RESOLUSI DAN REKOMENDASI DESAKAN KONGRES IX BPRPI SUMUT

RESOLUSI DAN REKOMENDASI  DESAKAN KONGRES IX BPRPI SUMUT

 

Pada 21-23 Juli 2018 telah dilaksanakan Kongres Kesembilan Badan Perjuangan Rakyat Penunggu Indonesia Sumatera Utara (KONGRES IX BPRPI SUMUT) di Wilayah Adat Masyarakat Adat Rakyat Penunggu Kampong Bandar Setia, Sumatera Utara yang dihadiri oleh  ribuan undangan warga masyarakat adat Rakyat Penunggu Indonesia dan lebih dari 200 orang utusan dari perwakilan kampong-kampong atau komunitas adat masyarakat adat Rakyat Penunggu Indonesia yang terdiri dari Petua Adat, Pengurus Organisasi (Pengurus Besar, Pengurus Wilayah, Pengurus Kampong), organisasi sayap Perempuan Adat, organsiasi sayap Pemuda Adat, Organisasi Sayap Pelaut Rakyat Penunggu Indonesia dan juga dihadiri oleh  perwakilan pemerintah, organisasi non-pemerintah dan organisasi gerakan masyarakat adat nusantara yaitu AMAN (Aliansi Masyarakat Adat Nusantara). 

Sejak 1953, dan lima tahun yang lalu, BPRPI  telah melaksanakan Kongres Masyarakat Adat Rakyat Penunggu yang ke delapan di wilayah adat Masyarakat Adat Rakyat Penunggu Kampong Menteng, Sumatera Utara.

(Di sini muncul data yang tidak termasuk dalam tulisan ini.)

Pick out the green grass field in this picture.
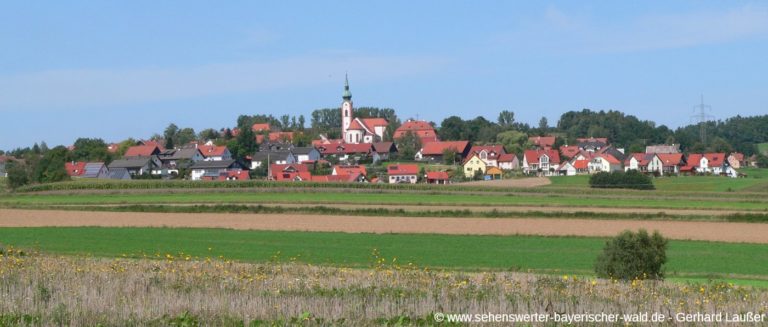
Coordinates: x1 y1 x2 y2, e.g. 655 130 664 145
1 227 766 281
2 190 766 210
758 143 768 156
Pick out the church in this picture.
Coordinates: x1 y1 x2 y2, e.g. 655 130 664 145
340 76 388 144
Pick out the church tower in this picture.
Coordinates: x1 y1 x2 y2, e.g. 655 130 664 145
341 74 353 142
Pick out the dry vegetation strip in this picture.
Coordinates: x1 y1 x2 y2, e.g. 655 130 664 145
2 209 767 244
0 254 766 326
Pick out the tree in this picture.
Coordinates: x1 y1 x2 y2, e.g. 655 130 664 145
297 115 306 131
538 117 548 133
31 146 69 184
595 229 668 280
757 154 768 168
496 130 529 155
280 115 291 130
473 168 484 181
70 138 111 163
199 128 220 141
163 123 179 149
497 110 515 127
6 162 29 190
395 131 422 161
442 148 458 165
176 128 197 146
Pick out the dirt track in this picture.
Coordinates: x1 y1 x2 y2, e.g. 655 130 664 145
1 209 767 244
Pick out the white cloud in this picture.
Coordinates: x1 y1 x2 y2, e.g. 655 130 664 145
0 54 447 111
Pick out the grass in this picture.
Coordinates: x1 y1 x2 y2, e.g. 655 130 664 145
548 173 768 192
1 227 767 280
3 190 767 210
758 142 768 155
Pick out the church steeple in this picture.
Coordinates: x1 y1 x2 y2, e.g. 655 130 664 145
342 73 352 100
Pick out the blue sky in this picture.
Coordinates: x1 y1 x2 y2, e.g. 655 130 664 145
2 1 767 150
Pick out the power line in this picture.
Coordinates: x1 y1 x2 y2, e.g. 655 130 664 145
691 95 715 144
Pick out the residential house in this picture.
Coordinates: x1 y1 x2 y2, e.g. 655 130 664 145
497 154 520 170
657 153 685 175
316 142 377 163
462 154 487 178
199 145 232 161
558 161 576 176
393 120 439 144
108 157 160 176
124 145 161 158
426 171 450 184
559 145 580 159
588 154 623 173
624 153 662 175
66 162 108 178
683 153 730 175
252 123 271 132
65 162 87 177
576 137 608 152
250 151 294 169
372 142 397 161
522 149 561 176
290 147 321 163
727 152 745 169
572 159 590 175
387 164 419 184
218 170 250 181
332 165 367 177
415 141 470 162
645 144 680 154
529 136 555 149
157 147 205 175
468 145 506 167
190 160 246 181
270 163 311 181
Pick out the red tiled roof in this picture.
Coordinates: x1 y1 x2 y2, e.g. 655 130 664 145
257 132 295 143
387 164 419 175
348 119 365 131
65 162 86 176
420 141 469 156
270 164 311 181
252 123 271 132
498 153 517 162
333 165 367 176
598 154 621 164
394 120 438 142
124 145 159 157
361 118 388 128
218 170 250 181
140 140 165 151
199 145 229 157
523 149 561 165
560 145 580 158
704 153 726 166
657 153 684 167
529 136 556 148
426 171 449 180
573 159 589 169
625 153 649 166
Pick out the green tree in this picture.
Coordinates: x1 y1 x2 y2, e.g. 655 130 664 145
198 128 220 141
163 123 179 149
32 146 70 184
497 110 515 127
6 162 29 190
538 117 548 133
595 229 668 280
395 131 421 161
70 138 111 163
442 148 458 165
496 130 529 155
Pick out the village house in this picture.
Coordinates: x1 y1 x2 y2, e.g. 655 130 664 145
415 141 470 162
522 149 561 176
468 145 506 167
316 142 378 163
269 163 311 181
727 152 745 169
156 147 205 175
559 145 580 159
462 154 487 178
576 137 608 153
393 120 439 144
529 136 555 150
65 162 109 178
108 157 161 176
387 164 419 184
426 171 450 184
218 170 250 181
625 153 662 174
199 145 232 161
332 165 367 177
682 153 734 176
290 147 321 163
497 153 520 170
588 153 623 173
190 159 246 181
250 151 293 169
99 168 131 180
123 145 161 158
657 153 685 175
372 142 397 161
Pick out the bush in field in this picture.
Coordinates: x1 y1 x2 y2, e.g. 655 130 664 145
595 229 667 280
589 170 654 190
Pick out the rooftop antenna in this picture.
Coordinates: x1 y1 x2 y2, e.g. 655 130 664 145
691 94 714 144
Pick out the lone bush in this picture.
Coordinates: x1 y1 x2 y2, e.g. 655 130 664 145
589 170 654 190
595 229 668 280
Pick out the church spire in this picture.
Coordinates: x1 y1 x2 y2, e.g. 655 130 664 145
342 73 352 100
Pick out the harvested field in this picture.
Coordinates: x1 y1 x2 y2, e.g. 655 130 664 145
2 209 767 244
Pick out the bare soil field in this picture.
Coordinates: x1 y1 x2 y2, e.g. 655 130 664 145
458 177 551 187
2 209 766 243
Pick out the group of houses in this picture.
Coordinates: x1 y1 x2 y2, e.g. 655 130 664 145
56 77 756 183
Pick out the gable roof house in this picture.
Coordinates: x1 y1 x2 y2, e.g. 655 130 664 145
415 141 471 162
199 145 232 161
559 145 580 159
683 153 731 176
316 142 377 163
99 167 131 180
657 153 685 175
189 159 246 181
269 163 312 182
387 164 419 184
372 142 397 161
65 161 87 177
123 145 161 158
624 153 662 175
497 153 520 170
462 154 488 178
468 145 506 167
108 157 160 176
290 147 321 164
576 137 609 152
426 171 450 184
588 154 623 173
157 148 205 175
522 149 561 176
393 120 439 144
727 152 745 169
332 165 367 177
66 162 109 179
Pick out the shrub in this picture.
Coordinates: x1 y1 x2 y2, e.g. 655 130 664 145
595 229 668 280
589 170 654 190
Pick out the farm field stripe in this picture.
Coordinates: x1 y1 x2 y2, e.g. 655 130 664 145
0 227 766 279
2 209 768 243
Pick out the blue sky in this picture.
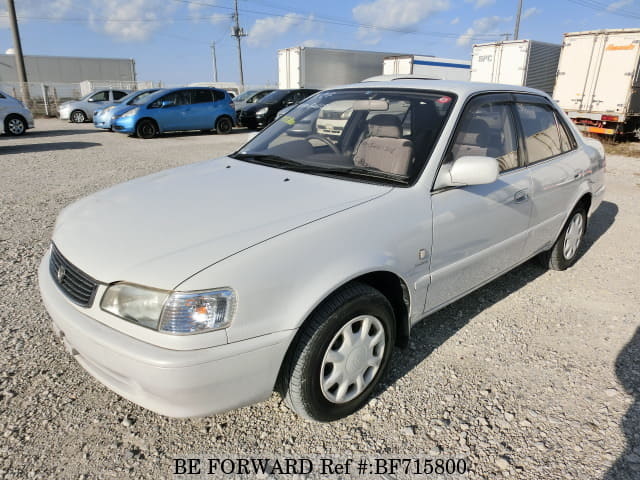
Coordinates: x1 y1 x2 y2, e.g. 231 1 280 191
0 0 639 86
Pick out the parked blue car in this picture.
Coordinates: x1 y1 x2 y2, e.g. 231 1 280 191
112 87 236 138
94 88 162 130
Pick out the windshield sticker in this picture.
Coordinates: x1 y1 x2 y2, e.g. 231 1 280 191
281 116 295 125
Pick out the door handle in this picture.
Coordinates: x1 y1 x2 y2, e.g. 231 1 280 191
514 189 529 203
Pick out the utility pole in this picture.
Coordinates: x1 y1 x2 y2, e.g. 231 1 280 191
210 42 218 82
514 0 523 40
501 33 511 41
6 0 29 103
231 0 247 87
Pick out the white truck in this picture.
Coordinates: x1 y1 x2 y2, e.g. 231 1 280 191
553 28 640 138
382 55 471 81
470 40 561 95
278 47 409 89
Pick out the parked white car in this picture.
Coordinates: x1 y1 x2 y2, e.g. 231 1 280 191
58 88 130 123
0 89 34 135
39 80 605 421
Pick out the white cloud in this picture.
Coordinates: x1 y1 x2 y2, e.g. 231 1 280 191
608 0 633 11
247 13 316 47
450 17 460 25
353 0 450 30
465 0 496 8
301 39 330 48
210 13 230 25
352 0 449 44
456 15 509 46
0 0 74 28
88 0 177 42
522 7 542 19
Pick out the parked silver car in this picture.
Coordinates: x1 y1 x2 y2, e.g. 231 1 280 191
0 89 34 135
39 80 605 421
58 89 130 123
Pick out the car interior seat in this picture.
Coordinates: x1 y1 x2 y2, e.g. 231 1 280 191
353 114 414 176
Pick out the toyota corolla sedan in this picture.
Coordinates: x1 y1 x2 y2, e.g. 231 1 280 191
94 88 162 130
39 80 605 422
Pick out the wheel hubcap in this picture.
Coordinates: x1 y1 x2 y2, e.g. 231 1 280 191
72 112 83 122
8 119 24 134
563 213 583 260
320 315 385 404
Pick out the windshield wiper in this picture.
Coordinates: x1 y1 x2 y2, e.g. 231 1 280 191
231 153 409 185
231 153 320 172
318 165 410 185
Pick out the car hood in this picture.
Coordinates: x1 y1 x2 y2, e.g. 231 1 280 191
241 103 272 114
52 157 391 289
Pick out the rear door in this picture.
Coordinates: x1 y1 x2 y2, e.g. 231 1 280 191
513 94 587 257
188 89 215 129
427 93 531 312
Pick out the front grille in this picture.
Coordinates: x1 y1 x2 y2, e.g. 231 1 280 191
49 244 98 307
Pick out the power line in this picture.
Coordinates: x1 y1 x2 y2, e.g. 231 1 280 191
566 0 640 20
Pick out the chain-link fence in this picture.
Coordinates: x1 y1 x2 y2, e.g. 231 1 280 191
0 81 161 117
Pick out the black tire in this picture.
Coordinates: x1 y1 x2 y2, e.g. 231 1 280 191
70 110 86 123
215 116 233 135
4 114 26 136
136 119 158 139
278 282 396 421
538 206 587 271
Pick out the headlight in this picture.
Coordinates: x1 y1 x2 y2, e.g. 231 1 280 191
103 106 115 114
256 107 268 115
120 107 139 118
101 283 236 334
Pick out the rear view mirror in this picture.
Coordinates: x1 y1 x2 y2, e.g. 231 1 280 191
444 156 499 187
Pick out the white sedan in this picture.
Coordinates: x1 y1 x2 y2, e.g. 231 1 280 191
39 80 605 421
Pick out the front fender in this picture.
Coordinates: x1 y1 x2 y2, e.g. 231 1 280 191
177 186 434 344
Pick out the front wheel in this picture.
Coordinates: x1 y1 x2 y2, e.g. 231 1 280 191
4 115 26 136
215 116 233 135
538 207 587 270
278 282 395 421
70 110 86 123
136 119 158 139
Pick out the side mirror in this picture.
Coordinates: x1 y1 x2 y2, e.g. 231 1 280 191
442 156 499 187
284 99 295 106
162 99 175 108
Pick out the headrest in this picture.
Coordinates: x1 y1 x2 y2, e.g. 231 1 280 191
368 114 402 138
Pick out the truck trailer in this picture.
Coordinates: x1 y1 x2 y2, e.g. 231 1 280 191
553 28 640 137
278 47 408 89
382 55 471 81
470 40 561 95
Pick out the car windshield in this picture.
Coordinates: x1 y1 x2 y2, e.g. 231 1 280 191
258 90 289 105
234 90 258 102
130 90 160 105
231 88 455 186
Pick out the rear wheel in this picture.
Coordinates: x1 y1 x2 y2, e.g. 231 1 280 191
215 116 233 135
538 206 587 270
4 115 26 136
278 282 395 421
136 119 158 139
70 110 86 123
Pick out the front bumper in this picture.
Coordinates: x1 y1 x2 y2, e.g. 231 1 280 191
238 114 267 129
38 253 296 418
112 116 136 133
93 117 112 129
58 109 70 121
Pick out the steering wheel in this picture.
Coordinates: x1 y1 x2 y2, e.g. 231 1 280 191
305 134 341 155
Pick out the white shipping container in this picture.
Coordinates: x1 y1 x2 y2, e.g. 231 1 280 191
553 28 640 136
383 55 471 81
470 40 561 95
278 47 407 89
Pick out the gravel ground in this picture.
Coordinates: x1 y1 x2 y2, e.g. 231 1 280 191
0 119 639 479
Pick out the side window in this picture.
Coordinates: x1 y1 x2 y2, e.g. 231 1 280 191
450 101 520 173
554 111 577 153
89 91 109 102
516 103 563 163
113 91 128 100
149 91 185 108
0 92 6 99
212 90 225 102
191 89 213 104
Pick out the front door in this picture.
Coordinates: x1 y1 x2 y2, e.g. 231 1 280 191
427 94 531 312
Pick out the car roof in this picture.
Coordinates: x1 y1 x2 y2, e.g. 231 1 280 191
331 79 550 99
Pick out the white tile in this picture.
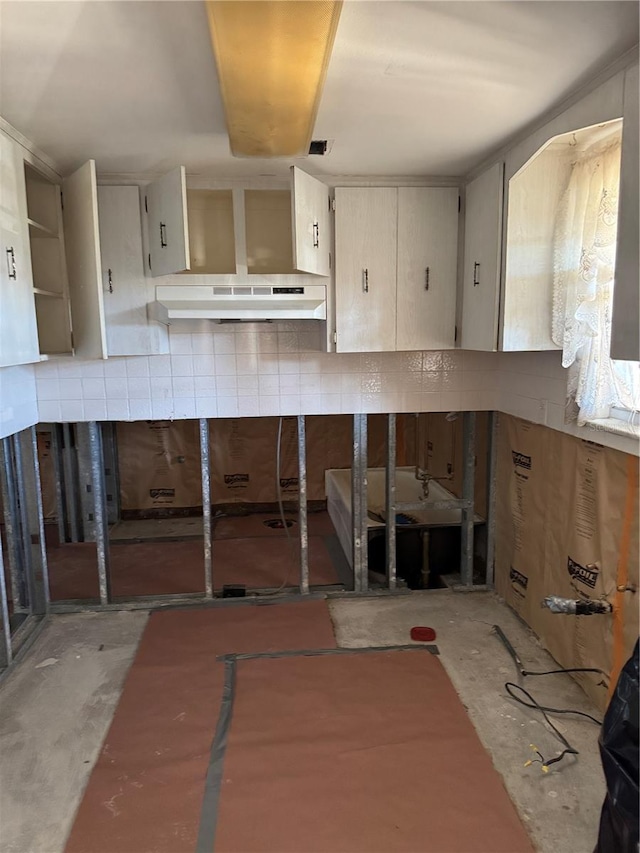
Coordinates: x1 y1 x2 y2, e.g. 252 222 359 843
60 400 84 421
170 355 194 376
258 374 280 395
257 332 279 354
125 357 150 378
237 374 259 395
169 333 193 354
257 356 278 375
215 354 236 375
439 391 463 411
280 373 301 394
258 396 280 416
298 329 321 352
216 374 238 392
279 395 300 415
107 399 130 420
127 378 151 399
128 399 153 420
340 373 361 394
299 394 323 415
277 332 298 353
78 360 105 378
299 354 323 374
151 399 174 420
299 374 322 395
320 393 341 414
439 351 464 371
36 379 60 401
421 392 442 412
192 354 216 376
148 354 172 376
195 375 217 397
58 379 83 400
217 398 239 418
340 393 362 413
236 353 258 374
34 361 59 380
171 398 197 419
214 334 236 355
237 396 260 417
234 332 259 354
150 377 173 398
361 374 382 394
81 378 106 400
37 400 61 422
83 400 108 420
278 355 300 375
172 376 195 398
361 393 383 413
55 361 84 379
195 397 218 418
191 334 215 355
103 359 127 378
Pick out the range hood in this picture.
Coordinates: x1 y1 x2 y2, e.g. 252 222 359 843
149 284 327 324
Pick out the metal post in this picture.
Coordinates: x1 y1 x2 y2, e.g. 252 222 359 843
88 422 111 605
18 427 50 614
385 413 397 590
199 418 213 599
359 414 369 593
460 411 476 587
351 414 362 593
62 423 80 543
0 533 12 668
102 423 121 526
50 424 69 544
0 437 26 610
12 433 35 610
297 415 309 594
76 423 95 543
485 412 498 587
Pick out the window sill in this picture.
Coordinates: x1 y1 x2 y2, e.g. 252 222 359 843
584 417 640 439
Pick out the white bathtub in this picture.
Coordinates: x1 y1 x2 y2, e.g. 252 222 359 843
325 466 484 569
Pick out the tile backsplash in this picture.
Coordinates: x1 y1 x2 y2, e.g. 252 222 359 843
2 321 634 456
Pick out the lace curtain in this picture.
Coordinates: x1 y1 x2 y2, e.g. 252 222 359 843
552 138 640 425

Pada saat itu kami menyadari secara sungguh-sungguh bahwa cita-cita masyarakat adat rakyat penunggu untuk mengembalikan wilayah adat yang berada dalam satu bentangan alam Sumatera Timur di bawah pemerintahan Provinsi Sumatera Utara agar terwujudnya masyarakat adat rakyat penunggu Indonesia yang berdaulat, mandiri dan bermartabat. Masyarakat Adat Rakyat Penunggu Indonesia masih hidup dan berkembang menapak di wilayah adat yang bertuah di wilayah Provinsi Sumatera Utara di antaranya masyarakat adat adat rakyat penunggu Indonesia yang tersebar di antara Sungai Ular sampai Sungai Wampu yang secara administrasi pemerintah yaitu Provinsi Sumatera Utara. Bahkan dalam kurun waktu perjuangan yang panjang masyarakat adat rakyat penunggu untuk menggapai cita-cita itu semakin menemukan tantangan dan ketidakpastian yang cukup pelik dan berat. Pengingkaran dan kekerasan demi kekerasan terhadap masyarakat adat rakyat penunggu masih terlalu sering dipertunjukkan dan terus terjadi. Kasus terakhir di era Presiden Joko Widodo adalah penghancuran wilayah adat masyarakat adat rakyat penunggu Kampong Bangun Rejo yang dilakukan oleh PTPN II perusahaan BUMN bersama dengan ratusan personil TNI dan Polri. Padahal hasil pengukuran dan surat BPN (Badan Pertanahan Nasional) Sumatera Utara  menyatakan bahwa wilayah adat yang dikelola dan dikuasai oleh masyarakat adat rakyat penunggu Kampong Bangun Rejo berada di luar dari HGU PTPN II, namun dengan pengawalan lebih dari 500 personil polisi dan ratusan personil tentara dan puluhan preman, pihak PTPN II mengokupasi tanah adat masyarakat adat rakyat penunggu Kampong Bangun Rejo yang merupakan sumber kehidupan dan pendapatan secara turun-temurun. 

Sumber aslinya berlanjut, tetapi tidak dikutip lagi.